Patchwork [3,of,3] worker: handle worker failures more aggressively

login
register
mail settings
Submitter Bryan O'Sullivan
Date Feb. 19, 2013, 6:29 p.m.
Message ID <42c14cff887e20d033db.1361298555@australite.local>
Download mbox | patch
Permalink /patch/1032/
State Superseded
Headers show

Comments

Bryan O'Sullivan - Feb. 19, 2013, 6:29 p.m.
# HG changeset patch
# User Bryan O'Sullivan <bryano@fb.com>
# Date 1361297550 28800
# Node ID 42c14cff887e20d033dbaa8f8c00100e807a1149
# Parent  9ef52f0a93a0cba939742743ff59e4c2a2463fab
worker: handle worker failures more aggressively

We now wait for worker processes in a separate thread, so that we can
spot failures in a timely way, wihout waiting for the progress pipe
to drain.

If a worker fails, we recover the pre-parallel-update behaviour of
failing early by killing its peers before propagating the failure.
Idan Kamara - Feb. 19, 2013, 7 p.m.
On Tue, Feb 19, 2013 at 8:29 PM, Bryan O'Sullivan <bos@serpentine.com>
wrote:
>
> # HG changeset patch
> # User Bryan O'Sullivan <bryano@fb.com>
> # Date 1361297550 28800
> # Node ID 42c14cff887e20d033dbaa8f8c00100e807a1149
> # Parent  9ef52f0a93a0cba939742743ff59e4c2a2463fab
> worker: handle worker failures more aggressively
>
> We now wait for worker processes in a separate thread, so that we can
> spot failures in a timely way, wihout waiting for the progress pipe
> to drain.
>
> If a worker fails, we recover the pre-parallel-update behaviour of
> failing early by killing its peers before propagating the failure.
>
> diff --git a/mercurial/worker.py b/mercurial/worker.py
> --- a/mercurial/worker.py
> +++ b/mercurial/worker.py
> @@ -6,7 +6,7 @@
>  # GNU General Public License version 2 or any later version.
>
>  from i18n import _
> -import os, signal, sys, util
> +import os, signal, sys, threading, util
>
>  def countcpus():
>      '''try to count the number of CPUs on the system'''
> @@ -77,6 +77,7 @@ def _posixworker(ui, func, staticargs, a
>      workers = _numworkers(ui)
>      oldhandler = signal.getsignal(signal.SIGINT)
>      signal.signal(signal.SIGINT, signal.SIG_IGN)
> +    pids, problem = [], [0]
>      for pargs in partition(args, workers):
>          pid = os.fork()
>          if pid == 0:
> @@ -88,25 +89,40 @@ def _posixworker(ui, func, staticargs, a
>                  os._exit(0)
>              except KeyboardInterrupt:
>                  os._exit(255)
> +        pids.append(pid)
> +    pids.reverse()

Ok, so the last created child will be the first in pids.

>      os.close(wfd)
>      fp = os.fdopen(rfd, 'rb', 0)
> -    def cleanup():
> -        # python 2.4 is too dumb for try/yield/finally
> -        signal.signal(signal.SIGINT, oldhandler)
> -        problem = None
> -        for i in xrange(workers):
> +    def killworkers():
> +        # if one worker bails, there's no good reason to wait for the
> rest
> +        for p in pids:
> +            try:
> +                os.kill(p, signal.SIGTERM)
> +            except OSError, err:
> +                if err.errno != errno.ESRCH:
> +                    raise
> +    def waitforworkers():
> +        for p in pids:
>              pid, st = os.wait()

And here you're waiting for it to finish, but what happens
if for some reason one of the previous children fails first?

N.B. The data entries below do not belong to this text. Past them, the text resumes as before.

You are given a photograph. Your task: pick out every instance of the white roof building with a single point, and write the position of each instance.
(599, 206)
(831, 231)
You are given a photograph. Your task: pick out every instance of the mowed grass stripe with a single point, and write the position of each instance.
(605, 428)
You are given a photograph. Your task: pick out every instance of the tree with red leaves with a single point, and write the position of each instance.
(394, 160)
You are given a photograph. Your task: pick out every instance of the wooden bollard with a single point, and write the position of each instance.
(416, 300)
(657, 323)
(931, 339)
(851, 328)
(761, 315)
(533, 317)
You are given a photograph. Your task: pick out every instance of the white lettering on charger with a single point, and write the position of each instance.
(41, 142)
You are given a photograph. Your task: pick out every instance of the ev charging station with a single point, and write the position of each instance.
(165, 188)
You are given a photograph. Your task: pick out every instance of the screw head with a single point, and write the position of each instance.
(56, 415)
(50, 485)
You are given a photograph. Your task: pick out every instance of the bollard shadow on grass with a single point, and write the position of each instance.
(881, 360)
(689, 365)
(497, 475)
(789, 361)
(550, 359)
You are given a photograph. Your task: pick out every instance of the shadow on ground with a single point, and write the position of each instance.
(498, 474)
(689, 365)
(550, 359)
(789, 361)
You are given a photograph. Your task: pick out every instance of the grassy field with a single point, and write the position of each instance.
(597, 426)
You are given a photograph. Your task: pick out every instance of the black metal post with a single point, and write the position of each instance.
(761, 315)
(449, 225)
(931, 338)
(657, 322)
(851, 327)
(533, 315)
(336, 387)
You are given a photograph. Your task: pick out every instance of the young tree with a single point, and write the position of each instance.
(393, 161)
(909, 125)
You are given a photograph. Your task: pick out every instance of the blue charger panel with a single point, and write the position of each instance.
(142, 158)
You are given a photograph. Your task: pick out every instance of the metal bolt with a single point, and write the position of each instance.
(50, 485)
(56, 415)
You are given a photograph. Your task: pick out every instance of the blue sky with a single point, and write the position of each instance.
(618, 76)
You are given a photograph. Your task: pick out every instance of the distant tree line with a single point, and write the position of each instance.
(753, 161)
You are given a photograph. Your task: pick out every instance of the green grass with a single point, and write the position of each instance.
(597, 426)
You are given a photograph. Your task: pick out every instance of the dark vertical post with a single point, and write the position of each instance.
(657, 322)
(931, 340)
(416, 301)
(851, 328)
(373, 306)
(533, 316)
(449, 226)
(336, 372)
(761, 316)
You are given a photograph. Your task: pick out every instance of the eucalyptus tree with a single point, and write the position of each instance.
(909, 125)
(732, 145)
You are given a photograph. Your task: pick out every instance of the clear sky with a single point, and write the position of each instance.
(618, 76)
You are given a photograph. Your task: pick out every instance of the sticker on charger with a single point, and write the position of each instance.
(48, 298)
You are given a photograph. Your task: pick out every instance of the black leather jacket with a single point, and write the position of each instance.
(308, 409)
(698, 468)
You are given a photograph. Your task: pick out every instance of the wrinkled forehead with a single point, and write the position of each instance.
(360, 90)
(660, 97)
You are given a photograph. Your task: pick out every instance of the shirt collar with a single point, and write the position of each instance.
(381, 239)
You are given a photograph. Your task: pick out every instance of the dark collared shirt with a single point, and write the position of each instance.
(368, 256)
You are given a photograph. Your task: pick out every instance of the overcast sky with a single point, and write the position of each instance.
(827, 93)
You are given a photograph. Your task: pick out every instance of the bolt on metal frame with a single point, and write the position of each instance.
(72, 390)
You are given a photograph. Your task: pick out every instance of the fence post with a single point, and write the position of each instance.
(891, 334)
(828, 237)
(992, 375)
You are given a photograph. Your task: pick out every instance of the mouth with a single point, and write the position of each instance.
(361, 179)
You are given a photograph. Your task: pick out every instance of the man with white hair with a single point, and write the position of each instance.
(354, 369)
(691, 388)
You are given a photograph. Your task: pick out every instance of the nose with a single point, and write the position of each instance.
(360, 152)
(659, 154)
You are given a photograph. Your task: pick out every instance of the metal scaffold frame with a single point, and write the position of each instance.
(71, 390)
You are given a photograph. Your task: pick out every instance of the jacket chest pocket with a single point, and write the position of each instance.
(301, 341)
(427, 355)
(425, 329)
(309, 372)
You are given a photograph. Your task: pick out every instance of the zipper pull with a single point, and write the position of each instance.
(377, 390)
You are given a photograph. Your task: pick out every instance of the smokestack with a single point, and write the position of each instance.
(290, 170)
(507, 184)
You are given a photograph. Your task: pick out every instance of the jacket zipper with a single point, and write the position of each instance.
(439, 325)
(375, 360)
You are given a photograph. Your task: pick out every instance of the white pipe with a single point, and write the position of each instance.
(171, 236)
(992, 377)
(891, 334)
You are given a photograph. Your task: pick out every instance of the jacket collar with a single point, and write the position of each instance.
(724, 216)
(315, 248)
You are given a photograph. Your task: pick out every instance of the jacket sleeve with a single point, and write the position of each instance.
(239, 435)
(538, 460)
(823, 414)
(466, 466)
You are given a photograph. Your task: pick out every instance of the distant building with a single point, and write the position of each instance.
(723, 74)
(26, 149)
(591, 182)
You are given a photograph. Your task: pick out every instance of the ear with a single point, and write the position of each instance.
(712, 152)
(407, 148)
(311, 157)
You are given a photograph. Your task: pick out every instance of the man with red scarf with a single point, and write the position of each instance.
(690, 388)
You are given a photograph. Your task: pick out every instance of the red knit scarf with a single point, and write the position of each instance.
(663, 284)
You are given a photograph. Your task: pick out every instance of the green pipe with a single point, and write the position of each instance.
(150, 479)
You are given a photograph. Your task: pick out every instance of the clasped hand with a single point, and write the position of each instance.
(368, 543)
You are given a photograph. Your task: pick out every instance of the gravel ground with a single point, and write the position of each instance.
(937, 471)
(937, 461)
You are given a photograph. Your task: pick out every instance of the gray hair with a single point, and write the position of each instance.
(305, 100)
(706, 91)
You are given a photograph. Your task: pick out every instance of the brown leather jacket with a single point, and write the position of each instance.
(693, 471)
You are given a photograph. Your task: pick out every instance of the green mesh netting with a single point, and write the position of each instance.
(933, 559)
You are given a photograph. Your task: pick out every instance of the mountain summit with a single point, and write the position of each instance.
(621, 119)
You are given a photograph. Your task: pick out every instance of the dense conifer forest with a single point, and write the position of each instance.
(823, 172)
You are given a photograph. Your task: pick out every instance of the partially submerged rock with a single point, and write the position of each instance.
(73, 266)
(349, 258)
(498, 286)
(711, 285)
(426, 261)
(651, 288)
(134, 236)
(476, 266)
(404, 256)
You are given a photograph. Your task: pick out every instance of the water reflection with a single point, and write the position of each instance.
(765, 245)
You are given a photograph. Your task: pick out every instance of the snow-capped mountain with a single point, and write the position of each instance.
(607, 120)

Why not use select on the children and also spare the thread?
Bryan O'Sullivan - Feb. 19, 2013, 7:53 p.m.
On Tue, Feb 19, 2013 at 11:00 AM, Idan Kamara <idankk86@gmail.com> wrote:

> And here you're waiting for it to finish, but what happens
> if for some reason one of the previous children fails first?
>

os.wait waits for any process to finish. None of the values in the list of
pids is used in that loop.


> Why not use select on the children and also spare the thread?
>

select works on file descriptors, not pids. We need some mechanism to catch
early-exiting children immediately. We could possibly do that by having a
pipe per child and detect EOF on each pipe, but that's way more work. (It
might turn out to be necessary at some point, e.g. for Windows, but I don't
want to further complicate the code until I know that said complexity is
necessary.)
Idan Kamara - Feb. 19, 2013, 7:56 p.m.
On Tue, Feb 19, 2013 at 9:53 PM, Bryan O'Sullivan <bos@serpentine.com>
wrote:
>
> On Tue, Feb 19, 2013 at 11:00 AM, Idan Kamara <idankk86@gmail.com> wrote:
>>
>> And here you're waiting for it to finish, but what happens
>> if for some reason one of the previous children fails first?
>
> os.wait waits for any process to finish. None of the values in the list of
> pids is used in that loop.

Oh, missed that.

>
>>
>> Why not use select on the children and also spare the thread?
>
> select works on file descriptors, not pids. We need some mechanism to
> catch early-exiting children immediately. We could possibly do that by
> having a pipe per child and detect EOF on each pipe, but that's way more
> work. (It might turn out to be necessary at some point, e.g. for Windows,
> but I don't want to further complicate the code until I know that said
> complexity is necessary.)

Makes sense, thanks for clarifying.
Isaac Jurado - Feb. 19, 2013, 10:23 p.m.
Replying Bryan O'Sullivan:
> # HG changeset patch
> # User Bryan O'Sullivan <bryano@fb.com>
> # Date 1361297550 28800
> # Node ID 42c14cff887e20d033dbaa8f8c00100e807a1149
> # Parent  9ef52f0a93a0cba939742743ff59e4c2a2463fab
> worker: handle worker failures more aggressively
> 
> We now wait for worker processes in a separate thread, so that we can
> spot failures in a timely way, wihout waiting for the progress pipe
> to drain.
> 
> If a worker fails, we recover the pre-parallel-update behaviour of
> failing early by killing its peers before propagating the failure.
> 
> diff --git a/mercurial/worker.py b/mercurial/worker.py
> --- a/mercurial/worker.py
> +++ b/mercurial/worker.py
> @@ -6,7 +6,7 @@
>  # GNU General Public License version 2 or any later version.
>  
>  from i18n import _
> -import os, signal, sys, util
> +import os, signal, sys, threading, util
>  
>  def countcpus():
>      '''try to count the number of CPUs on the system'''
> @@ -77,6 +77,7 @@ def _posixworker(ui, func, staticargs, a
>      workers = _numworkers(ui)
>      oldhandler = signal.getsignal(signal.SIGINT)
>      signal.signal(signal.SIGINT, signal.SIG_IGN)
> +    pids, problem = [], [0]
>      for pargs in partition(args, workers):
>          pid = os.fork()
>          if pid == 0:
> @@ -88,25 +89,40 @@ def _posixworker(ui, func, staticargs, a
>                  os._exit(0)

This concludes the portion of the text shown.